As with any souffle, it must be served immediately it comes from the oven, because, as the saying goes, the lighter they are, the quicker they fall. I recommend individual ramekins over one large dish, making it easier and quicker to serve.
The fondu is very rich, so I suggest it be served with a crisp salad – prepared on the plate or on the table while the fondus cook, so it is ready and waiting as the fondus are removed from the oven. watercress is ideal accompaniment for cheese (as Charles Dickens’ wife Catherine attests) but a colourful ‘mescalin’ mixed of slightly bitter, peppery and sweet leaves works well too.
Abbott however, was more concerned with accompaniments of the liquid kind:
Along with the fondu must be handed round choice Burgundy, or Australian white wine, if the Amphitryon has such liquor; if not, port, or a small ale-glass of real Burton.
(Burton is a strong, sweet dark ale, but do we presume the Burgundy is white rather than red?)

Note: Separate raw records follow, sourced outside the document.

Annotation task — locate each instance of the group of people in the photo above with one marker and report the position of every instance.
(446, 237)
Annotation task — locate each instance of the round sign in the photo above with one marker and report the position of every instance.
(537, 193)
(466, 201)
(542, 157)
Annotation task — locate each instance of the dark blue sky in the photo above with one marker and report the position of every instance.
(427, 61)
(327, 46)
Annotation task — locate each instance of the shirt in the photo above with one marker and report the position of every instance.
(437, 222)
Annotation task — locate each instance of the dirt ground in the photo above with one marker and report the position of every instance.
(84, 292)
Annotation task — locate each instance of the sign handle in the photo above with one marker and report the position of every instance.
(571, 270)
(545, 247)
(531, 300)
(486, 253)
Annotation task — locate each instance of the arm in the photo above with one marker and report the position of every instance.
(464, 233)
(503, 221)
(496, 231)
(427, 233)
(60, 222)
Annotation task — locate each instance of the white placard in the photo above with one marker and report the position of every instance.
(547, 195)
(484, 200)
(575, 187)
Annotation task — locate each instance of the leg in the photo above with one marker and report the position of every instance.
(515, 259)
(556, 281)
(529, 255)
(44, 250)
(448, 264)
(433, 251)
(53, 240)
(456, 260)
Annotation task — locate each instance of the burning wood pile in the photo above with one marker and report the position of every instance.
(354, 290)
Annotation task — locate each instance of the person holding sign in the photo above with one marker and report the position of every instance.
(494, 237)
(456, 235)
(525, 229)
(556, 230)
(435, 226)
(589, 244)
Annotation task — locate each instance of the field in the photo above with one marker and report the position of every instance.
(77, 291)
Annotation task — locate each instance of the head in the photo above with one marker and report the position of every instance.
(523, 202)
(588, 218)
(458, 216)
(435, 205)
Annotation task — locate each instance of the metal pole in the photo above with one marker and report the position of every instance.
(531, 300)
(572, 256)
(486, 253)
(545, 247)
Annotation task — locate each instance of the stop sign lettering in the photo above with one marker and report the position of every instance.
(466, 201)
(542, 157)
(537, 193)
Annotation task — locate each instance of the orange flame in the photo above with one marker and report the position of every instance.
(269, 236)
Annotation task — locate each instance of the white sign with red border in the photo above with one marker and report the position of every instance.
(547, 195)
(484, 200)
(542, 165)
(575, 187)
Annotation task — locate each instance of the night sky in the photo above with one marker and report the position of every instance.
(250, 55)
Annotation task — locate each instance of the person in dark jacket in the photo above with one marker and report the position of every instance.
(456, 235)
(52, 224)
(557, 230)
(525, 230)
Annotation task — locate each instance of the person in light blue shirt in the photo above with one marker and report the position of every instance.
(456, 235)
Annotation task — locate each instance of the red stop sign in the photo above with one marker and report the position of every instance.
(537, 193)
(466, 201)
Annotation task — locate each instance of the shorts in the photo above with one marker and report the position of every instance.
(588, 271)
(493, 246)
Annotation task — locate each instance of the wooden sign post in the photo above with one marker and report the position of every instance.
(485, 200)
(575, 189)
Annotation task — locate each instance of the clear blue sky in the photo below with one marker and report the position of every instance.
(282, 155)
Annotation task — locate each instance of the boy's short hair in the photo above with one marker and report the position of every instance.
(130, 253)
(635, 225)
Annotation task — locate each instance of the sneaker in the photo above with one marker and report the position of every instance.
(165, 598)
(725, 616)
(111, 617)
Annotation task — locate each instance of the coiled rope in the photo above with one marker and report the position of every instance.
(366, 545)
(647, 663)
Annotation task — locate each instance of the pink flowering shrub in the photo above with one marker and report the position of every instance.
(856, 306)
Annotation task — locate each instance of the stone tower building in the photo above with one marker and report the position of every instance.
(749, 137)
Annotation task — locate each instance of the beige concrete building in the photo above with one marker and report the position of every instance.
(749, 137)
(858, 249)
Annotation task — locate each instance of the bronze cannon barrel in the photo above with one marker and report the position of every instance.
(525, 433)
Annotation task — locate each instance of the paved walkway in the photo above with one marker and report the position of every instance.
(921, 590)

- 90g butter, melted slowly
- 4 free range or organic eggs (55g)
- 125ml (1/2 cup) pouring cream
- 50g stilton cheese or other blue cheese, crumbled
- 40g parmesan cheese, grated
- pinch ground nutmeg
- pinch white pepper
- pinch cayenne pepper (optional)
- salad greens, to serve
This is not a Swiss-style fondue but a type of soufflé. It is from The English and Australian cookery book by Edward Abbott (1864). The fondu is very rich, so make small servings in little dishes or custard cups.
|COOK'S TIP: You can experiment with different types of cheese, such as gruyere if blue cheese is not to your taste.|
|Preheat the oven to 180°C (160°C fan-forced). Grease four 150-ml moulds or cups by brushing the insides with some of the melted butter. |
Whisk the eggs in a mixing bowl until pale and frothy. Add the remaining butter, and the cream, cheeses and spices. Ladle the mixture into the cups, leaving a few millimetres free at the top. Put the cups in an ovenproof dish and pour in enough hot water to come halfway up their sides. Bake for 15–20 minutes, or until the fondu have puffed up and are golden on top.
Remove the fondu from the oven and serve immediately in their cups, or turned out onto small plates. The fondu will lose their lightness and 'puff' if not served quickly.
Serve with leafy salad greens to help offset the richness.